There are nine presets included with iRig, accessible from the bottom-left corner of the app, which combine effect and amp settings for common tones (clean, distortion, overdrive). These nine presets can be overwritten with your own custom configurations, and there are spaces for up to 36 custom presets. Presets are easy to create with a simple press and hold, but they're only labeled numerically with no way to add any kind of useful text to distinguish one preset from another.
If you're ever confused over a particular feature of the iRig app, a help guide is accessible by tapping the question mark icon in the top-left corner. In addition, a setup button at the bottom of the screen offers control over playback latency (the delay between when you hit a note, and when you hear it), feedback management, and an Auto Sleep option that allows the app to go to sleep when not in use. Latency can be switched between Low and Ultra Low, with the latter option squeezing the processing buffer for tighter response time. On our third-generation iPod Touch running iOS 4, we noticed no discernible latency with either setting; however, the slower processor of the second-generation iPod Touch or iPhone 3G may require some latency adjustment. The feedback setting is used to prevent any of the effect or amplifier emulations from distorting to the point of feedback, thus preventing you from sounding like Jimi Hendrix, and probably saving some of your hearing.
The AmpliTube iRig offers good sound for its price, and offers a staggering amount of flexibility. If you're a guitarist who already owns an iPhone, iPad, or iPod Touch, spending $39 to turn it into a high-tech practice amp seems like a no-brainer.
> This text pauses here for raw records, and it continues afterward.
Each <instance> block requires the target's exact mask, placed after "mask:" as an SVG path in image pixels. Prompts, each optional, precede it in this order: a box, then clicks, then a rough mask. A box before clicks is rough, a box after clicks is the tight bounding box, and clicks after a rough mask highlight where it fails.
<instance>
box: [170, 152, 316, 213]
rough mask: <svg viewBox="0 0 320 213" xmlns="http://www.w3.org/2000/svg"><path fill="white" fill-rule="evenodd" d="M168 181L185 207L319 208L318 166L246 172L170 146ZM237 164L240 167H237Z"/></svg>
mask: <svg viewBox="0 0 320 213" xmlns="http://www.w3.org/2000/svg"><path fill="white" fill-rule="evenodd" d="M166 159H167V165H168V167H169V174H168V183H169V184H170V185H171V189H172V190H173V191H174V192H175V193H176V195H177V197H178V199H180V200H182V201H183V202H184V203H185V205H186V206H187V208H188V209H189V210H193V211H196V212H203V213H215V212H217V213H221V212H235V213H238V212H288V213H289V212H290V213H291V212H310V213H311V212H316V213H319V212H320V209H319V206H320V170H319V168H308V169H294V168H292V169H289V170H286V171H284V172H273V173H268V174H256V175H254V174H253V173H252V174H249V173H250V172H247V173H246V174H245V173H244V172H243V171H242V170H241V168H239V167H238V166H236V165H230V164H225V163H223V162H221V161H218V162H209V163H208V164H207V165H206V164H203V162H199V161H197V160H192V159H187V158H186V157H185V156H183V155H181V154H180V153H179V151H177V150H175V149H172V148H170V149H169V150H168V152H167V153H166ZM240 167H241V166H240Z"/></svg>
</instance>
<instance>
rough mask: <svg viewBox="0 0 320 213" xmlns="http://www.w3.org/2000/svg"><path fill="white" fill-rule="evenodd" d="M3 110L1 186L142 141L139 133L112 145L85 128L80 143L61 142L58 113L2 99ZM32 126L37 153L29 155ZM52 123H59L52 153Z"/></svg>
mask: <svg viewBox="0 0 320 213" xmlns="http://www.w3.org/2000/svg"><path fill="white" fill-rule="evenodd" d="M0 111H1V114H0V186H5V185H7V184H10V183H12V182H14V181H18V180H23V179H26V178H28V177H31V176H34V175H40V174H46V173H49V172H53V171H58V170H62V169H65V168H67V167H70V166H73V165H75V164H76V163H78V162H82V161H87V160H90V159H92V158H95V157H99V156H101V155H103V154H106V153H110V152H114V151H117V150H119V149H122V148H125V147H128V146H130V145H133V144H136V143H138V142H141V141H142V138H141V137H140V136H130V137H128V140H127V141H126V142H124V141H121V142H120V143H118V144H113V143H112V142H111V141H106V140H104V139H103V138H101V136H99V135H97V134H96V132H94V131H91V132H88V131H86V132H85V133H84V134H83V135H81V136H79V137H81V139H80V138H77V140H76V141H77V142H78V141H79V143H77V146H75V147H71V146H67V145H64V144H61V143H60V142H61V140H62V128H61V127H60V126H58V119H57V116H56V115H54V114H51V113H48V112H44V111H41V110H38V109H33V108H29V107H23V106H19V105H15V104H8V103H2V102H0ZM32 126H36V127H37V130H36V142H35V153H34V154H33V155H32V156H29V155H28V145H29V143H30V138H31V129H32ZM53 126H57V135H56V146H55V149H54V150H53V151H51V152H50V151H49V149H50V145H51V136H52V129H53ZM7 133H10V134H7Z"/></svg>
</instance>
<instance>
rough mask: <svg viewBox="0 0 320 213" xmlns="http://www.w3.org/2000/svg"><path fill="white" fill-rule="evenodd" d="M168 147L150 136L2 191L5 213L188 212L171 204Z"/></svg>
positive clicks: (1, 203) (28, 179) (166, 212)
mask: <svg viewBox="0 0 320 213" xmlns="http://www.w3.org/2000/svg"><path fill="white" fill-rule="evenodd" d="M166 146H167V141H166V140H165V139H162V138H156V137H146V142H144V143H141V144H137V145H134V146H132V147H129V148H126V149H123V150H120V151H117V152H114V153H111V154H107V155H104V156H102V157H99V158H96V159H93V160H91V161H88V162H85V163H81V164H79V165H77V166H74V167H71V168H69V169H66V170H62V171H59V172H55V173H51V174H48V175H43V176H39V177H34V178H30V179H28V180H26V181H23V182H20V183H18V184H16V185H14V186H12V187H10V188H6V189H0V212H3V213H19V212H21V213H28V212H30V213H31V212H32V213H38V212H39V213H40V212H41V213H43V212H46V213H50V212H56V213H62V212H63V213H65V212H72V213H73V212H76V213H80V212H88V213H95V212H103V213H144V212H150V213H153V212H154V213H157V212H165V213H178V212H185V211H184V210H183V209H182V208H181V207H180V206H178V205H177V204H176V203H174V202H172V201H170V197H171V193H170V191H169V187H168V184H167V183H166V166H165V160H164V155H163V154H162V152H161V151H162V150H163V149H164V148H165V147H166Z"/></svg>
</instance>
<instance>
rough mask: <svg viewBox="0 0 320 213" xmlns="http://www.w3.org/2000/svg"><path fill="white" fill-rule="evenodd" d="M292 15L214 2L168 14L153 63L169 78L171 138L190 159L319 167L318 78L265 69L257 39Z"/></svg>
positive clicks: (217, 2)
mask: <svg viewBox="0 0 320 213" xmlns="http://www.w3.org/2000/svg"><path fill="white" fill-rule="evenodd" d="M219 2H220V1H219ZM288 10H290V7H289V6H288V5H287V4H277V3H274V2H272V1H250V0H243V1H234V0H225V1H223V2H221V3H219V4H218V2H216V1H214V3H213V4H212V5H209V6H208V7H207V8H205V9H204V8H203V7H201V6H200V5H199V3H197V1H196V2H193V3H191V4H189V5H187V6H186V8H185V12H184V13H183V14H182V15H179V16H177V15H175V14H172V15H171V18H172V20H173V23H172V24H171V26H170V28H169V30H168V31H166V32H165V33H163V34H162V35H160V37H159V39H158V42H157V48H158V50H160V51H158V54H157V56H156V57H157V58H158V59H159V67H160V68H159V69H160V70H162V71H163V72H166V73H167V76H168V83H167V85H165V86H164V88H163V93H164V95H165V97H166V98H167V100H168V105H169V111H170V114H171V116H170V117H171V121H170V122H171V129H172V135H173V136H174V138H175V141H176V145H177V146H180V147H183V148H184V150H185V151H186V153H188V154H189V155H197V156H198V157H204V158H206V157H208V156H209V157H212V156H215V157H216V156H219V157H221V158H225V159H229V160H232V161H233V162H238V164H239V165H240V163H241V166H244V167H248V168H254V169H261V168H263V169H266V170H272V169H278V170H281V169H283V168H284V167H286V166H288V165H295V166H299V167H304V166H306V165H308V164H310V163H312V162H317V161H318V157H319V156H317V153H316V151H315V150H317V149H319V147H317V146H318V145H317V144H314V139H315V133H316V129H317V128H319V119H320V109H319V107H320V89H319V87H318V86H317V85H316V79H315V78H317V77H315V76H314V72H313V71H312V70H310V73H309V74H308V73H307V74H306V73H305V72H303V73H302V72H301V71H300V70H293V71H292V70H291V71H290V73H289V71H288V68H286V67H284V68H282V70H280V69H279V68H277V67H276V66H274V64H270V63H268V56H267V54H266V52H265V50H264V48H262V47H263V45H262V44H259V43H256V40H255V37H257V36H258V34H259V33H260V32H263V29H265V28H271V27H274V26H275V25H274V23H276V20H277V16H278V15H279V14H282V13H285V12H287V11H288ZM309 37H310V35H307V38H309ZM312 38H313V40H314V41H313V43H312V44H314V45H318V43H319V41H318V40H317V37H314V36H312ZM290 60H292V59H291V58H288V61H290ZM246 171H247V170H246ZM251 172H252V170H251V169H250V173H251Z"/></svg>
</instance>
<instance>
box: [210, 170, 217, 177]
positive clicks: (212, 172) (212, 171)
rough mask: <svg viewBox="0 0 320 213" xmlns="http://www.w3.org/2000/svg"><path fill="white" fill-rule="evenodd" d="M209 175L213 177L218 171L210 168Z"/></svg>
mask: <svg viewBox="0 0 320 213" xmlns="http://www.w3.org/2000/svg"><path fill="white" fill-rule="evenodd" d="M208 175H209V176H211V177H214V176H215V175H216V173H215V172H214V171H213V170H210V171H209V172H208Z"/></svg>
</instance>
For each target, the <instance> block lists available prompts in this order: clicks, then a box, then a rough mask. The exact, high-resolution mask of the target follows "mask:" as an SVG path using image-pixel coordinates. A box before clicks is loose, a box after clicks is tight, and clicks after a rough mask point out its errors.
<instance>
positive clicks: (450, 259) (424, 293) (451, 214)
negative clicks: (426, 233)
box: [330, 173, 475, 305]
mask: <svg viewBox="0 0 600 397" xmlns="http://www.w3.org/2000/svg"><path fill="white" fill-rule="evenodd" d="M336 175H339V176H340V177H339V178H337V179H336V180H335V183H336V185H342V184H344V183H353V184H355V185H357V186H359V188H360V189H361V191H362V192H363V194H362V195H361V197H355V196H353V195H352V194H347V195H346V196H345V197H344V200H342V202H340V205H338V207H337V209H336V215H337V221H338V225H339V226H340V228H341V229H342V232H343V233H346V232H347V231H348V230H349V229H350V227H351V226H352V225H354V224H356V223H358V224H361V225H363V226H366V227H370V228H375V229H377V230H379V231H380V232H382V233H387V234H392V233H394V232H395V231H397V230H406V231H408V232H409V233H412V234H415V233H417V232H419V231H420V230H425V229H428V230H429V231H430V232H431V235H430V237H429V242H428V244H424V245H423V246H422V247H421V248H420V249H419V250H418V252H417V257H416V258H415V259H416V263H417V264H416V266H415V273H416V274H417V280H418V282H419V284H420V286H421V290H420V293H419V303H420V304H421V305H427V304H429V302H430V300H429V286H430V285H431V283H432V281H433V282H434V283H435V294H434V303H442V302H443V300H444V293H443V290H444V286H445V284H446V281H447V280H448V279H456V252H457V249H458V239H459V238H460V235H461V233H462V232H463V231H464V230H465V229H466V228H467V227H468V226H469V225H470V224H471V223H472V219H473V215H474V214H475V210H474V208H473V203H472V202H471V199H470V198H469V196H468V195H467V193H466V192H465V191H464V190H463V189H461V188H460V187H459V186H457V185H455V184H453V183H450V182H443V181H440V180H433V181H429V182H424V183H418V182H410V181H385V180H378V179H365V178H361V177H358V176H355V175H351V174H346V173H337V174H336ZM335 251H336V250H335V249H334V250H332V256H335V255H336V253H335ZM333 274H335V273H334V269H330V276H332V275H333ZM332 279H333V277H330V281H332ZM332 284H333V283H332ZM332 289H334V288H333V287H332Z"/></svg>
The closest solution that rivals it is the $79 Line6 Pocket POD Express, a standalone product with no integrated music player, tuner, or metronome.
Putting value aside, keep your expectations in check when it comes to the AmpliTube's sound quality. When we A/B tested it against the $130 JamVox system (arguably an unfair comparison, but in the ballpark) it was easy to discern where the iRig sonically fell short in clarity, dynamic range, and emulation quality. Like any guitar product, sound quality is in the ear of the beholder, but we think it's fair to warn that AmpliTube iRig can't hold up to software emulation solutions in the $100-and-up range, such as Native Instruments' Guitar Rig, POD Farm, Waves GTR, or even the AmpliTube PC software. That said, until someone finds a way to put Guitar Rig in your pocket, iRig has the priceless advantage of portability, with no batteries required.
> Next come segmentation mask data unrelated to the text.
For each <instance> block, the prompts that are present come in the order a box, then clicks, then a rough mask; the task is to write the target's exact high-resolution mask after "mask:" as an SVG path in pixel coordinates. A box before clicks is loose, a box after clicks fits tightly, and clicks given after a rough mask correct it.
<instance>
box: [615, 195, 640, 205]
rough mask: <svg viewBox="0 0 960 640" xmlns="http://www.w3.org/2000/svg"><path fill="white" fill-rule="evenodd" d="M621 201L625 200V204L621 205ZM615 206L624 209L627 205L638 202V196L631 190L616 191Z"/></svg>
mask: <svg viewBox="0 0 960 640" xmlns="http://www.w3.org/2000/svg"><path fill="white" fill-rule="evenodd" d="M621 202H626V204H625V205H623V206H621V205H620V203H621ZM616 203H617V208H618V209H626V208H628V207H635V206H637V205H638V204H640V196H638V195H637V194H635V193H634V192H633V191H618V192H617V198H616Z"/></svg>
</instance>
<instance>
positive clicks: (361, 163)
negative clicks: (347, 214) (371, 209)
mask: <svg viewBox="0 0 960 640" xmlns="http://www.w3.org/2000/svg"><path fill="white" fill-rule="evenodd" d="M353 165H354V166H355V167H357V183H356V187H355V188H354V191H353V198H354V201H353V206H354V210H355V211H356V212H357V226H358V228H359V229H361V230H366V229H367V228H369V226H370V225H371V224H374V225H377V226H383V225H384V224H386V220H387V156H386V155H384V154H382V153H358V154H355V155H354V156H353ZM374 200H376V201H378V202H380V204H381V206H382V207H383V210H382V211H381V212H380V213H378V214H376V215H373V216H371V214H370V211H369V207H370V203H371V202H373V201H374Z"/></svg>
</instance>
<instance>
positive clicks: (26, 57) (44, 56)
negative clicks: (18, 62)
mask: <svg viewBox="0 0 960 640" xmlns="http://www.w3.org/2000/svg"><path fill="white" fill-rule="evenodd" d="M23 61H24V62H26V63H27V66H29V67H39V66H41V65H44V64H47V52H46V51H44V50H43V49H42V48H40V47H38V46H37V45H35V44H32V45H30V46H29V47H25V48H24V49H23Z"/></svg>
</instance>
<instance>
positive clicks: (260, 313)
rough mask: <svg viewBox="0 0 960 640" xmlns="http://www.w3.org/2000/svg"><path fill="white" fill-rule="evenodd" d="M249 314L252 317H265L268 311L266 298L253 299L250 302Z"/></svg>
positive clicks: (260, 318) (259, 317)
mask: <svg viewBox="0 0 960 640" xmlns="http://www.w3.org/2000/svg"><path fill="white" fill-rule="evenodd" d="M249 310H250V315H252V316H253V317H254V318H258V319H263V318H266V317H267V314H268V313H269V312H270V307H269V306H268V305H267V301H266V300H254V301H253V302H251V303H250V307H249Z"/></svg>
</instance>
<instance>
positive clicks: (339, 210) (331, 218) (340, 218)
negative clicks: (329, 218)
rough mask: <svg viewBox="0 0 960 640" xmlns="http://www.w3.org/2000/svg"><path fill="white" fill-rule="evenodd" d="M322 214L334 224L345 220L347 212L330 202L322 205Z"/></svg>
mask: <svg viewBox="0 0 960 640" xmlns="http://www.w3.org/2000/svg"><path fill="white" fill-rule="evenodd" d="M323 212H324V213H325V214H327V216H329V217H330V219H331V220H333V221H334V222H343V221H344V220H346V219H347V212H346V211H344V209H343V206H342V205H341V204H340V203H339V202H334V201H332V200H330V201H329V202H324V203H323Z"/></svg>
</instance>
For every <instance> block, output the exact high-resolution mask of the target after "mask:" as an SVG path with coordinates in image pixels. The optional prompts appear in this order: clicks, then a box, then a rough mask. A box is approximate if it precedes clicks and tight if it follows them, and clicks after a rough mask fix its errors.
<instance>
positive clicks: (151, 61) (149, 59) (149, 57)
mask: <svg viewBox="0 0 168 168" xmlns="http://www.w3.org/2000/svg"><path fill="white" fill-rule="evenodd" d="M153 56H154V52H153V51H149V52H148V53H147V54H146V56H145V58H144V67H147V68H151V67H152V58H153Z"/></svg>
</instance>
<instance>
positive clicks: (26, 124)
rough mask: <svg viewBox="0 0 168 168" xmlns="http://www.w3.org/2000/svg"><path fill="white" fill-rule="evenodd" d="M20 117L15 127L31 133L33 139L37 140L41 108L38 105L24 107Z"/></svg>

There are some nitpicky improvements we'd like to see, aside from preset labels. We understand that IK Multimedia may be wary of deafening its customers, but we're disappointed with iRig's restrained volume. Guitarists and bass players with active pickups may have better luck with the app's limited headroom, but we had to put our iPod at full crank to muster a decent signal from both our Fender Stratocaster and Hallmark 60 Custom.
But if we could request only one feature for the iRig, it would be a recorder. It's fine to plug in your guitar purely for the purpose of rocking out and honing your chops, but should inspiration strike, it's nice to have a way to record song ideas. The proposed recorder wouldn't need to multitrack, or even record in stereo--just offer a way to save song ideas. If iRig can fold in recording, it can evolve from a weekend warrior guitar amp into a broadly useful tool for guitarists to both create and rehearse songs on the go.